Merrick sued under the Arizona equivalent of the federal Religious Freedom Restoration Act, and the court of appeals let his case go forward. First, the court concluded that the policy would substantially burden Merrick’s religious practice, if he could persuade the fact-finder that he sincerely described his religious beliefs:

[The trial] court found disputed issues of fact as to the sincerity of Merrick’s religious beliefs and whether his requests were motivated by his religious beliefs. If such factual questions are resolved in Merrick’s favor, then, at the very least, there are questions of fact about whether Defendants substantially burdened his exercise of religion. The relevant inquiry under FERA is whether the government substantially burdened the exercise of religion, not whether Merrick remained free to engage in alternative religious activities. The record includes tenets of Merrick’s asserted faith, including the belief that “communications between members are sacred and meant to be private between them. Communications must not be revealed to non-members, unless consented to by the members involved.”

And the court concluded that, under the state law, the exemption had to be granted unless the government could show that it had no other way of protecting prison security short of refusing the confidential telephone confessions:

To establish that monitoring or recording telephonic religious counseling and confession sessions is the least restrictive means of achieving the government’s compelling interest in jail security, Defendants must demonstrate that “proposed alternatives for achieving the State’s compelling interest are ineffective or impractical.” … Defendants did not address Merrick’s facially-colorable assertion that they could “satisfy any security concerns by having inmates follow the policies in place for calling attorneys or ‘legal calls,’” beyond stating that such a policy is not “plausible.”

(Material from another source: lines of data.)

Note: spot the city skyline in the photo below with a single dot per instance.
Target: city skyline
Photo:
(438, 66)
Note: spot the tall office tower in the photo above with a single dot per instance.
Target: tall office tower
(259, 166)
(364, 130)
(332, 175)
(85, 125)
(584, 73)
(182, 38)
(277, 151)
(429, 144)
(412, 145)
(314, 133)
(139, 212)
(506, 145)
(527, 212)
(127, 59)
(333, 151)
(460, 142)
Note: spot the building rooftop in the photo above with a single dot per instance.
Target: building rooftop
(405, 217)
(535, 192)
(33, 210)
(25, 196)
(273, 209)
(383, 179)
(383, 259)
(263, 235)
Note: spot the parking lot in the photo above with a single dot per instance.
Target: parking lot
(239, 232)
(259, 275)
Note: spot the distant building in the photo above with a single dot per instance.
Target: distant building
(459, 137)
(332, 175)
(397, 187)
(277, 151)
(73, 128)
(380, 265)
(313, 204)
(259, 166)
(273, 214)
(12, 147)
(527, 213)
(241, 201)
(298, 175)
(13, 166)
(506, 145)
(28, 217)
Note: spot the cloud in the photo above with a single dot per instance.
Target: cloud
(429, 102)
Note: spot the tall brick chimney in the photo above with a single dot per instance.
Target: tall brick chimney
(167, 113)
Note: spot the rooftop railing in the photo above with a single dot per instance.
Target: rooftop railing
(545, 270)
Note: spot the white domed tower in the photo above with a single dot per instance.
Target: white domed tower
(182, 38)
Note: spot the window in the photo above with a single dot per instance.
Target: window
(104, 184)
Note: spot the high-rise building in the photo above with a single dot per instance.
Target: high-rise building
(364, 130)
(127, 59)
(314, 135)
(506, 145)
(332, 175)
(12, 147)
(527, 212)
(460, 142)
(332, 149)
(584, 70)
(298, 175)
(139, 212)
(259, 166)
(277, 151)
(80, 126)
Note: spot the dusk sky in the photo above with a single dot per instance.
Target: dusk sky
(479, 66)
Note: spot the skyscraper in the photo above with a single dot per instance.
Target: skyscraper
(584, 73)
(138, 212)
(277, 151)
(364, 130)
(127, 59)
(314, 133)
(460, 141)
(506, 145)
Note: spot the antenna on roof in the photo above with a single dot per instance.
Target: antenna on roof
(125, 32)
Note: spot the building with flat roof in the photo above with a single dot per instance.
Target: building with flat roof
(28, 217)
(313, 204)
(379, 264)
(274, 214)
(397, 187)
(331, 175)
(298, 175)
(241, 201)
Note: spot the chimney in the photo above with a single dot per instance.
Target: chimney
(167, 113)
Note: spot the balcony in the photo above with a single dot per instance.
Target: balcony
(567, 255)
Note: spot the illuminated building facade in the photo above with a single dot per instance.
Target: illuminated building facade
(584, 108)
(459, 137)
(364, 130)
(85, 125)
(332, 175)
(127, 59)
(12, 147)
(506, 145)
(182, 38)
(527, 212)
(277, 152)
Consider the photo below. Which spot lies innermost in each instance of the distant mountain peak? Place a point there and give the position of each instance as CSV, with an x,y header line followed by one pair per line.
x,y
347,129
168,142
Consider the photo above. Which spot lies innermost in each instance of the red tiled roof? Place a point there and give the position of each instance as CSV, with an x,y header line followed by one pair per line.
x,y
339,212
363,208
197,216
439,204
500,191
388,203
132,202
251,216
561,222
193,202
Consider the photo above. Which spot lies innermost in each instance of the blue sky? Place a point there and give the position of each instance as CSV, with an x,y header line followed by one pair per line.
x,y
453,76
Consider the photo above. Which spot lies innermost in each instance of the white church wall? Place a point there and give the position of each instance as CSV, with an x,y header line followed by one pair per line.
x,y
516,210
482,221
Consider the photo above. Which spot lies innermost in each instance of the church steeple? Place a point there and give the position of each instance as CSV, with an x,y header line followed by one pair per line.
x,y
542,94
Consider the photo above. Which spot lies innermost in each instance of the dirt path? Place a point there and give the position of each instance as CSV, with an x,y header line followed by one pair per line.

Treating inmates’ religious telephone calls in the same manner as legal calls may not be a plausible alternative. [Footnote: The question before us is not whether Merrick personally poses a security risk. We note, however, that MCSO’s policies would appear to permit Defendants to restrict or withhold religious activities through an “override report” if an inmate or religious representative adversely affects “jail order or security.”] The problem is that nothing in the record establishes this…. Based on additional motion practice and/or evidence on remand, Defendants may be able to satisfy the “exceptionally demanding” least-restrictive-means standard. But they have not yet done so….

We vacate the entry of summary judgment in favor of Defendants and remand for further proceedings consistent with this decision.